John Kerry and the Truth

People who have followed this campaign all along know that John Kerry has trouble with the truth. Oh, he may call it "nuance," but he has be caught flipping things he said around and around many many times. He has a long history of playing around and exaggerating the truth. Even if you discount the Swift Boat Vets, he did claim he was in Cambodia when he was not. Even his recent attempts to show that he is a hunter is a mistruth when you see his voting record where he voted to ban semi-automatic shotguns and centerfire ammunition.

But this one especially is a great example of Kerry's playing with the truth. During the second debate, Kerry said: "This president hasn't listened. I went to meet with the members of the Security Council in the week before we voted. I went to New York. I talked to all of them, to find out how serious they were about really holding Saddam Hussein accountable."

But it turns out that this was a falsehood, another case of Kerry playing wild and fast with the truth once again.

The Washinton Times reports:

But of the five ambassadors on the Security Council in 2002 who were reached directly for comment, four said they had never met Mr. Kerry. The four also said that no one who worked for their countries' U.N. missions had met with Mr. Kerry either.
The former ambassadors who said on the record they had never met Mr. Kerry included the representatives of Mexico, Colombia and Bulgaria. The ambassador of a fourth country gave a similar account on the condition that his country not be identified.
Ambassador Andres Franco, the permanent deputy representative from Colombia during its Security Council membership from 2001 to 2002, said, "I never heard of anything."
Although Mr. Franco was quick to note that Mr. Kerry could have met some members of the panel, he also said that "everything can be heard in the corridors."
Adolfo Aguilar Zinser, Mexico's then-ambassador to the United Nations, said: "There was no meeting with John Kerry before Resolution 1441, or at least not in my memory."
All had vivid recollections of the time frame when Mr.
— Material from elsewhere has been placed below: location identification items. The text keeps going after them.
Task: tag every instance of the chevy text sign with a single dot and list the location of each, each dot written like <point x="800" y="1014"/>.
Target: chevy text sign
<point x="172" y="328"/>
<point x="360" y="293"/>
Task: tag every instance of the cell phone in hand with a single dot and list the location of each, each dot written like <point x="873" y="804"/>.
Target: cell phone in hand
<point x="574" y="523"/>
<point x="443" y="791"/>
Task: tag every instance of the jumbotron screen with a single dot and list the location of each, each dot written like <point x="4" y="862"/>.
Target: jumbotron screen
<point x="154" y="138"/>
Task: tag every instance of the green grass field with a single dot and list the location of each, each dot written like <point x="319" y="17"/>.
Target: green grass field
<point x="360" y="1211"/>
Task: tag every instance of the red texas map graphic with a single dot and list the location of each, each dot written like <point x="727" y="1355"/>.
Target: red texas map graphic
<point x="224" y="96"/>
Kerry traveled to New York, as it was shortly before the Nov. 7, 2002, enactment of Resolution 1441, which said Iraq was in "material breach" of earlier disarmament resolutions and warned Baghdad of "serious consequences as a result of its continued violations."
Stefan Tafrov, Bulgaria's ambassador at the time, said he remembers the period well because it "was a very contentious time."
After conversations with ambassadors from five members of the Security Council in 2002 and calls to all the missions of the countries then on the panel, The Times was only able to confirm directly that Mr. Kerry had met with representatives of France, Singapore and Cameroon.
In addition, second-hand accounts have Mr. Kerry meeting with representatives of Britain.
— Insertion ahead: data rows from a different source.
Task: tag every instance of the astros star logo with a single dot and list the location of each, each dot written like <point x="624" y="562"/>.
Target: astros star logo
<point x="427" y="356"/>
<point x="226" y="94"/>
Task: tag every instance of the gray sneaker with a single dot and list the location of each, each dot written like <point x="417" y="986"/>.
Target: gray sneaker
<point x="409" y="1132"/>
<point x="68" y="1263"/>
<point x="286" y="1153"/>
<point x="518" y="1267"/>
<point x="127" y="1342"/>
There's more. Meeting with some is not meeting with all

And now there is the inevitable nuancing, dancing back from the truth once he got caught.

First:
But after being told late yesterday of the results of The Times investigation, the Kerry campaign issued a statement that read in part, "It was a closed meeting and a private discussion."

Which implies that those who denied the meeting lied.
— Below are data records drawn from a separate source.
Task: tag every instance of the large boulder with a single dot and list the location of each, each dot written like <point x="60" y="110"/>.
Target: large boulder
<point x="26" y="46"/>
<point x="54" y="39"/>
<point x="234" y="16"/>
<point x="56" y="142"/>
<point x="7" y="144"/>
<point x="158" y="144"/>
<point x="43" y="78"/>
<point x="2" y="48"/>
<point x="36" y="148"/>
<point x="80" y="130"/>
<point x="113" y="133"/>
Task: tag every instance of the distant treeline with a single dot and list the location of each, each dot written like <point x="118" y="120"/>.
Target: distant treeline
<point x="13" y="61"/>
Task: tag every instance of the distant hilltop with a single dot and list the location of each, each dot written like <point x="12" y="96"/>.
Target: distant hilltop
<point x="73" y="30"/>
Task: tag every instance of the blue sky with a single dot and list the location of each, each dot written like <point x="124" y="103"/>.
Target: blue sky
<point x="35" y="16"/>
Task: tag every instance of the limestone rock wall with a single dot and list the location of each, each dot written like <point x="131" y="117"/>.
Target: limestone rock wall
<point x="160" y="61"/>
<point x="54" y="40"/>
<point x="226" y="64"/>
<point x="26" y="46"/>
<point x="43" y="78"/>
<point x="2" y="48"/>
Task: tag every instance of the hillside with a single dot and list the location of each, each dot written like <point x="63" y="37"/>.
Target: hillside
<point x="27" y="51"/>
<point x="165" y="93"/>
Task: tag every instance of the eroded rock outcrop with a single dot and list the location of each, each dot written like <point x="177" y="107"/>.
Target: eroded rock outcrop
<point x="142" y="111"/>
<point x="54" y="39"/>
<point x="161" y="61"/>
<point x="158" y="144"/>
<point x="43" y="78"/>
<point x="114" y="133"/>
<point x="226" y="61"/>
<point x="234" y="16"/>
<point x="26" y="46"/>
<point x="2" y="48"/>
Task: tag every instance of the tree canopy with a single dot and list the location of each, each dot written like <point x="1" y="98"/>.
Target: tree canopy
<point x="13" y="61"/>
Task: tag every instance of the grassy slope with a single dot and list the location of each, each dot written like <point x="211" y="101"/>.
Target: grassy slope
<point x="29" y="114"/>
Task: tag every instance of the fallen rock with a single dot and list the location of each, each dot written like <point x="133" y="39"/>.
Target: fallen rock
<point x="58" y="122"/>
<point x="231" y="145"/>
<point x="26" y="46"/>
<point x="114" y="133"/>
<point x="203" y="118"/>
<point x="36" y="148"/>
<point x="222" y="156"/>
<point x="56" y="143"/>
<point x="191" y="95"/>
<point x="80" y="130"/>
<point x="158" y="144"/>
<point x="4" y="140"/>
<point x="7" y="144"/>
But to wiggle around that:

A Kerry aide refused to identify who participated in the meeting.
The statement did not repeat Mr. Kerry's claims of a lengthy meeting with the entire 15-member Security Council, instead saying the candidate "met with a group of representatives of countries sitting on the Security Council."

But he already said he had! Which is it?

And do we really want a president whose word can never be trusted?